Aside from that, we have a similar situation to what we had in Super Mario 64. Every world has story-based and optional Power Moons to collect, which are used to power your ship and access later worlds. Every time you start a new Kingdom, you get a Moon count that you need to meet before the next Kingdom unlocks. So, across fighting boss fights, helping the locals, or just finding Moons hanging around, your task is to increase that Moon count so you can go to the next kingdom.
The game has a lot of Moons to collect, but that also showcases the biggest flaw for anyone but very casual gamers: The game is, by far, the easiest Mario game I have ever played. As you play through the game, you will rarely find sections that give more than slight challenge, and the Moons are displayed in so many obvious and random areas that you will be mass-collecting moons even before you get to each Kingdom’s Story Boss. Quick progress is a nice feeling, but it almost feels like you are just being handed Moons over and over, unlike previous sandbox games where each Power Star had a certain challenge and puzzle-like nature behind them. In this game, they’re just randomly hanging around on the main path.

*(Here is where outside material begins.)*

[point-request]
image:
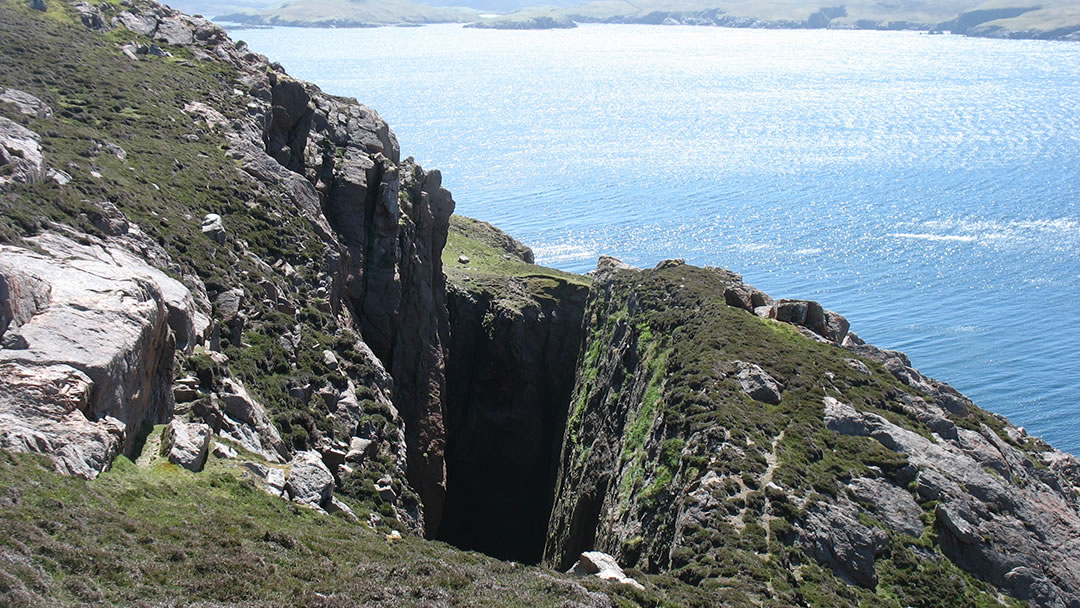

Now, this also leads to our Length question. Asking fans around will tell you the game lasts 20 hours for story, while others will say the game has 60+ hours to it. These time segments are based on an extreme amount of side options and exploration. If you want to mostly just do the story, you should be able to complete the story in about 8 hours, while doing a few side quests here and there.
Although if want more than just story, a lot of content opens up once you complete the story. You get a post-game Kingdom that Mario 64 fans will fall in love with, and the obtainable Moon count easily doubles. To give you an idea, you can obtain over 900 Power Moons in the game, in order to unlock the 2 final Kingdoms, a large number of costumes, and the alternate ending. Doing all of that is where those 60 hour claims are coming from.
Controlling the game is where a lot of the controversy comes from within Nintendo fans. Mario Odyssey promotes Joy Con play and the heavy use of the system’s Motion Capabilities. Almost everything you can do with Cappy can be used with the Motion Controls from simple throws to AoE spin attacks. It is worth noting that most of these can be done with button controls, but not all.
Now, the button controls are pretty simple, and everything is explained as situations for them come up. You can move Mario with the Left Analog Stick and access Amiibo functions and the Smash Bros-like Snapshot Mode with the Arrow Buttons. All four triggers are used as well. ZL and ZR are used for crouching while L and R are used for centering the camera behind Mario.
The face buttons are relatively standard. You use B to jump and A to interact with menus. Y is used for Cappy, be it using him to interact with object or for throwing him to possess a nearby enemy.
As far as graphics are concerned, Mario Odyssey looks very polished and smooth in handheld and console modes. There is a ton of detail in everything, from eye movements to shadows and water effects. It really is a great handheld game, technically.
Performance is superb as well. Short loading sequences and perfect 60 fps gameplay in both console and handheld mode really make this an experience as smooth as butter.
One concern I had was about how the Battery Life would be for this huge sandbox, graphical powerhouse of a Nintendo Switch game. Much like I expected, here are my times from 100% to 0%
Max Brightness + Wi-Fi – 2 hours, 34 minutes
Max Brightness + No Wi-Fi – 2 hours, 38 minutes
Low Brightness + Wi-Fi – 3 hours, 05 minutes
Low Brightness + No Wi-Fi – 3 hours, 18 minutes
This is actually very much like the Battery Life of Zelda: Breath of the Wild. So, expect your on-the-go adventures with Mario and Cappy to last about 2-3 hours per charge.